For my first question, before this
all the log content are in a message, I'm not sure how to "parse" them by now.
I think I could use the filter:grok to do something like this, with one of the 120 grok-patterns.
filter {
grok {
match => { "message" => "%{USERNAME:user_id}" }
add_field => { "user_id" => "user_%{user_id}" }
}
}
But in fact, there are several fields have similar pattern. {user_id1:123456, user_id2:456123, video_id:123456, act:play} which means user1 plays user2's video.

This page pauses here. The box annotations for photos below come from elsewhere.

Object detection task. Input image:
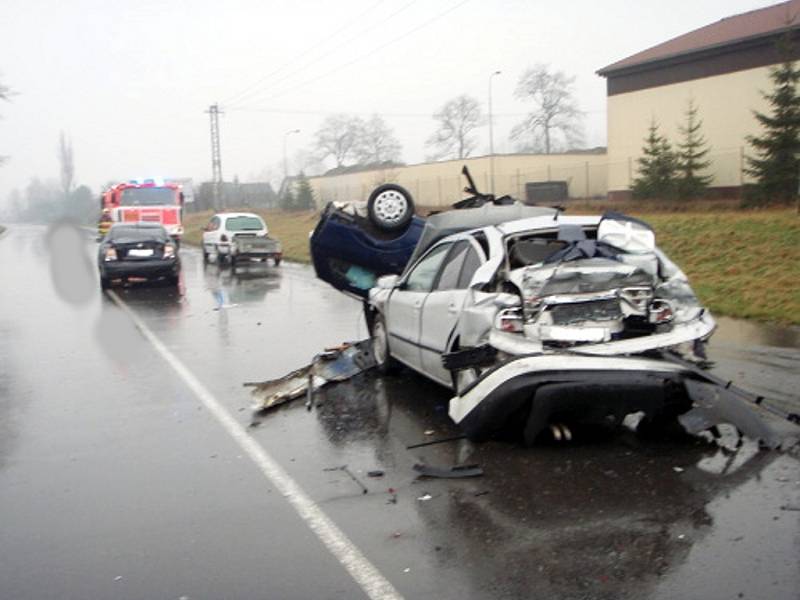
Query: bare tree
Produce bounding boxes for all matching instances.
[315,114,364,167]
[425,94,483,158]
[356,115,400,164]
[511,63,583,154]
[58,131,75,198]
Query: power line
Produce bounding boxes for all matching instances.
[225,0,469,109]
[223,0,385,104]
[222,106,606,119]
[222,0,418,102]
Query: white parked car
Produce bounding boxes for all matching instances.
[203,212,283,266]
[365,204,788,445]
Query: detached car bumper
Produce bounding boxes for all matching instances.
[100,259,181,279]
[449,353,800,448]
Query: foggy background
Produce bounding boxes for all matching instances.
[0,0,774,209]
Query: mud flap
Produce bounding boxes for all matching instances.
[678,379,800,449]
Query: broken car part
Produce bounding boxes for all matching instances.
[414,463,483,479]
[244,340,375,410]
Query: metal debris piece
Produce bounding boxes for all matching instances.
[322,465,369,494]
[678,379,800,449]
[244,340,375,411]
[414,463,483,479]
[406,434,467,450]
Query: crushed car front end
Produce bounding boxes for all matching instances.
[443,214,797,447]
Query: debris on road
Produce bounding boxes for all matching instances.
[323,465,369,494]
[244,340,375,411]
[406,434,467,450]
[414,463,483,479]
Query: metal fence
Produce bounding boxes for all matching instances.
[310,148,747,207]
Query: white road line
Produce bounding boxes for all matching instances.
[107,291,403,600]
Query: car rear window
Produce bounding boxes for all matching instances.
[436,242,469,290]
[108,227,167,242]
[225,217,264,231]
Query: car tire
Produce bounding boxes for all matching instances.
[451,367,480,396]
[367,183,414,231]
[372,314,400,375]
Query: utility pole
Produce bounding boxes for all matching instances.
[489,71,501,196]
[206,104,222,210]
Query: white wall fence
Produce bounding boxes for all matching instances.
[309,154,608,207]
[310,148,748,207]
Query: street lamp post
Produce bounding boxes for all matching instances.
[489,71,502,196]
[283,129,300,179]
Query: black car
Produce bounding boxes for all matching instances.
[97,223,181,289]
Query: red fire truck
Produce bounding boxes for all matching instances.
[100,179,183,241]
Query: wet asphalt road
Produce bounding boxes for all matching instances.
[0,227,800,600]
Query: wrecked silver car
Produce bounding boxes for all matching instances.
[366,204,796,447]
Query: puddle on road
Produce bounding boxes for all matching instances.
[266,372,800,598]
[711,317,800,348]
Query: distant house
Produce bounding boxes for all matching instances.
[597,0,800,197]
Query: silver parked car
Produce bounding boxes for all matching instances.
[366,204,760,443]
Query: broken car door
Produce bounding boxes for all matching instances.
[419,239,484,385]
[386,243,452,370]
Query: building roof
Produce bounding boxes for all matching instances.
[597,0,800,77]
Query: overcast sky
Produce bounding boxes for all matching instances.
[0,0,774,201]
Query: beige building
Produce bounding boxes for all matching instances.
[598,0,800,197]
[296,0,800,207]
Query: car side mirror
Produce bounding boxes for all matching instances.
[375,275,400,290]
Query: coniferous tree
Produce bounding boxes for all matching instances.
[745,40,800,203]
[676,100,714,199]
[632,120,677,198]
[294,171,316,210]
[278,185,295,210]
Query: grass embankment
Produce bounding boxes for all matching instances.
[184,209,800,325]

Now my input is json from redis like this,
2017-04-23T16:20:31+08:00 cv.product.access.mobile {"race":"album","video_id":43633036,"ip":"117.177.78.48","cdn":"cdn-web-qn.colorv.cn","act":"update","ad_type":"AdExchange","agent":"Mozilla/5.0 (Linux; Android 5.1.1; vivo X6SPlus D Build/LMY47V; wv) AppleWebKit/537.36 (KHTML, like Gecko) Version/4.0 Chrome/53.0.2785.49 Mobile MQQBrowser/6.2 TBS/043128 Safari/537.36 MicroMessenger/6.5.7.1041 NetType/WIFI Language/zh_CN","author_zone":0,"author_registered_at":"2015-08-02 13:06:05","post_id":0,"published_at":"","referer":"","reference_id":0,"sessid":"7e620e610447414bafe5091470f8b0b2","duration":144,"author_is_priest":0,"download_type":"myapp","author_udid":"d850a4a042d6382","status_404":"","author_version":"and-3.6.13-gdt","mold_id":10006,"url":"http://video.colorv.cn/play/43633036?from=timeline&isappinstalled=0&from=share","author_os":"and","page_kind":"mini","request_id":"ff6925b4c86b4d34be534a6609edfa2d","referrer_id":"","author_id":3934438,"play_time":60,"method":"GET","published":0}
How can I distinguish them and extract each key into a field?

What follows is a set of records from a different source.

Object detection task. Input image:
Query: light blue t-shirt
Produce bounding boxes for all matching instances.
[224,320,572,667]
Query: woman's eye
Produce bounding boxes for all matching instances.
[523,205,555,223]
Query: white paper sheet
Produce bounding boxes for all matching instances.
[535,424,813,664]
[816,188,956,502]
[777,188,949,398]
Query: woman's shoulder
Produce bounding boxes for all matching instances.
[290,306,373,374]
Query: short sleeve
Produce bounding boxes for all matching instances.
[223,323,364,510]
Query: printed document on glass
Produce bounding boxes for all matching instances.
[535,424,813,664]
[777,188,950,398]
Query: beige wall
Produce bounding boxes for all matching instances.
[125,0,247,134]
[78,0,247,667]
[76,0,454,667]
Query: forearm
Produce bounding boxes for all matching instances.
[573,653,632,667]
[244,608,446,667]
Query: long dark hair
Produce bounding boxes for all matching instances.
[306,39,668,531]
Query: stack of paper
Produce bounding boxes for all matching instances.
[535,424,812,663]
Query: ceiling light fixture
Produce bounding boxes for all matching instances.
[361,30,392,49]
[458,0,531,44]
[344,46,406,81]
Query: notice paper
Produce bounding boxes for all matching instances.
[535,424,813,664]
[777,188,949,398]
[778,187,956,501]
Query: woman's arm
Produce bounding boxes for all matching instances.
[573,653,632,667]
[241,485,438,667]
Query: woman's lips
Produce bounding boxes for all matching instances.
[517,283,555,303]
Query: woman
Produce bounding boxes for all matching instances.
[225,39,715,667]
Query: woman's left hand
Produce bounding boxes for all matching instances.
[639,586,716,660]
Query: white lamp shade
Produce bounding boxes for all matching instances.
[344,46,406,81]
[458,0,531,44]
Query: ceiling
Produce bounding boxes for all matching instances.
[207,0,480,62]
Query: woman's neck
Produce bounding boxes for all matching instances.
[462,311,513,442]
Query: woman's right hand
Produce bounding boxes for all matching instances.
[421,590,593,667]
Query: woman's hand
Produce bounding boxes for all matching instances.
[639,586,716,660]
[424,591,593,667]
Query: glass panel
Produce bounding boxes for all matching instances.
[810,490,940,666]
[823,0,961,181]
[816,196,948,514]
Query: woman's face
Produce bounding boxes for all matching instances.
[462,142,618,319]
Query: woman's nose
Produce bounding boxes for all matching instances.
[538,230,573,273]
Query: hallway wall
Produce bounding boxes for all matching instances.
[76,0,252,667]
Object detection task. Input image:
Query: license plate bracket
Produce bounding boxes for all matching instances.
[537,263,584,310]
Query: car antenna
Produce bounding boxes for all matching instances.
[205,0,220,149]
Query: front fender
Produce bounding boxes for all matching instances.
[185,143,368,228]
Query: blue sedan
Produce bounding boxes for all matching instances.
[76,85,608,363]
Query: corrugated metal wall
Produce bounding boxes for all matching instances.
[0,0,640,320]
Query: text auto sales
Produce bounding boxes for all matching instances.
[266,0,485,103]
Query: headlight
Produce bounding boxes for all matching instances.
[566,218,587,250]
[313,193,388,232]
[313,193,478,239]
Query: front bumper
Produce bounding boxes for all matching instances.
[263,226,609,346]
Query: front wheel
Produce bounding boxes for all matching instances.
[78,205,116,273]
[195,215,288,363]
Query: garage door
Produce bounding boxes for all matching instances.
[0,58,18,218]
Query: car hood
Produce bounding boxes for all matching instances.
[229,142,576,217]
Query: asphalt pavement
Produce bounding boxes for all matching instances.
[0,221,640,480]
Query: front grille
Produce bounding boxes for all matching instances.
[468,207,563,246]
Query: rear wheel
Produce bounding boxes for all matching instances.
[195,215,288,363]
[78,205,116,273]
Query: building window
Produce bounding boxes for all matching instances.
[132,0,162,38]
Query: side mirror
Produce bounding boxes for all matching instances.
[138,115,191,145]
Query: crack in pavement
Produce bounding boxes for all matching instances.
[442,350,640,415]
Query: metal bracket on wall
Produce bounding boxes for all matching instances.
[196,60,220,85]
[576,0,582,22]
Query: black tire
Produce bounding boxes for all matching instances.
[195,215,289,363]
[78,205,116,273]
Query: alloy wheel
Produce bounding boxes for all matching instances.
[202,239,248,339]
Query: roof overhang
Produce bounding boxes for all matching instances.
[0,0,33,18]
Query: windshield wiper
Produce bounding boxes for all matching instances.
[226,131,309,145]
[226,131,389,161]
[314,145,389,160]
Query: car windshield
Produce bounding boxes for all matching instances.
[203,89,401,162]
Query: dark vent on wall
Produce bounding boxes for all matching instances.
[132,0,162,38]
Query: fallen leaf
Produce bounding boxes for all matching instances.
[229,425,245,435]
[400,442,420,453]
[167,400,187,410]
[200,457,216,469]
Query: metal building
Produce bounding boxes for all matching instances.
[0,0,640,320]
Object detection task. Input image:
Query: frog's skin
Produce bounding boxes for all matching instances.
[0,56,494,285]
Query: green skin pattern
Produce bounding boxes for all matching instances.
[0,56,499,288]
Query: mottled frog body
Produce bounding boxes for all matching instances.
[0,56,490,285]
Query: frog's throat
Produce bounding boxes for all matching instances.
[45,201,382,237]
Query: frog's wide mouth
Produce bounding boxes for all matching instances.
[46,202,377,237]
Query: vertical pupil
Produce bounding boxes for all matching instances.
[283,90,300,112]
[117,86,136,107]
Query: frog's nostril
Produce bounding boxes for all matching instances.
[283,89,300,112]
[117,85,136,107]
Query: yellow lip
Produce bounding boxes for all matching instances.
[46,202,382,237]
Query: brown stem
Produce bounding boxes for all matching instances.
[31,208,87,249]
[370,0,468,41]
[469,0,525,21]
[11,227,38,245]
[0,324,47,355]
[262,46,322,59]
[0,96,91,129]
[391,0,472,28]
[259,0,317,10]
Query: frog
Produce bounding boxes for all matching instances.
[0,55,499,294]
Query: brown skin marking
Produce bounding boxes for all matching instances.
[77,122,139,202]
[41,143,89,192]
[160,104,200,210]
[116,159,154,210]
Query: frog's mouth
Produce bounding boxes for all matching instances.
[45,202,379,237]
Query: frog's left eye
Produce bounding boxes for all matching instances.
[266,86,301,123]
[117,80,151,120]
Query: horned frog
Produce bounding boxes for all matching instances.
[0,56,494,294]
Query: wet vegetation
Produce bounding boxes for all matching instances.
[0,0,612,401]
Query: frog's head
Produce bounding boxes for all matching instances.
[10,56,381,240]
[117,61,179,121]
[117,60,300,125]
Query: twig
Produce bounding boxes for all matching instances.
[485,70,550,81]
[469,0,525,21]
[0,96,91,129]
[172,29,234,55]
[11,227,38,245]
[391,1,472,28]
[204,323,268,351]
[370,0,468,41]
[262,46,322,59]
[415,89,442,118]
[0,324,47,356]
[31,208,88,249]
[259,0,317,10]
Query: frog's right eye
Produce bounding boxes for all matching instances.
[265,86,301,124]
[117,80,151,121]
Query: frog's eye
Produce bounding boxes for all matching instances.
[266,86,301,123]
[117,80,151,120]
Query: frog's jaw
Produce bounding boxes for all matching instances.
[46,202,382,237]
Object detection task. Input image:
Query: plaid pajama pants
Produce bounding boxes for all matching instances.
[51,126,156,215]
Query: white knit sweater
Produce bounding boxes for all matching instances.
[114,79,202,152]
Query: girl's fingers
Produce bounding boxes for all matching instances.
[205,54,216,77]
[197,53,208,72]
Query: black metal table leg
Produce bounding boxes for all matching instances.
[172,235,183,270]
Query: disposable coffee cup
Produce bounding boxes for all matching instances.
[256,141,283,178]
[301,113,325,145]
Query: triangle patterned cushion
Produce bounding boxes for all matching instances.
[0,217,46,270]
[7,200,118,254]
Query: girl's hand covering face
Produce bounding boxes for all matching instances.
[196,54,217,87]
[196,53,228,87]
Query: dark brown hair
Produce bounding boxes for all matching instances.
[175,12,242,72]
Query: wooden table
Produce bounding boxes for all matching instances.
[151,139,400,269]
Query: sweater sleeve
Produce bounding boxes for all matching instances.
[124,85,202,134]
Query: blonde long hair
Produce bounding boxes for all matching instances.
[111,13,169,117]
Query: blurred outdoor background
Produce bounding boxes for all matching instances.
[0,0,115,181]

And for my second question,
- We will have two applications: one for BI in kibana, the other is construct a recommender system.
- Our log data for each user will be large, [quote="theuntergeek, post:2, topic:83719"]
millions of unique indices with few records in them
[/quote]I mean, every click and request in our app(making and sharing short video).
So our plan is to create index for each user and video, use timestamp field as filter when quering in BI or collect training sample in recommender system.
Your mean this plan will performance bad,but if we index by date, we will have many users, videos, acts in a single "date-index", is it hard for ES to find a record we need?
So what is the trade-off here, how to decide the index structure according to our problem?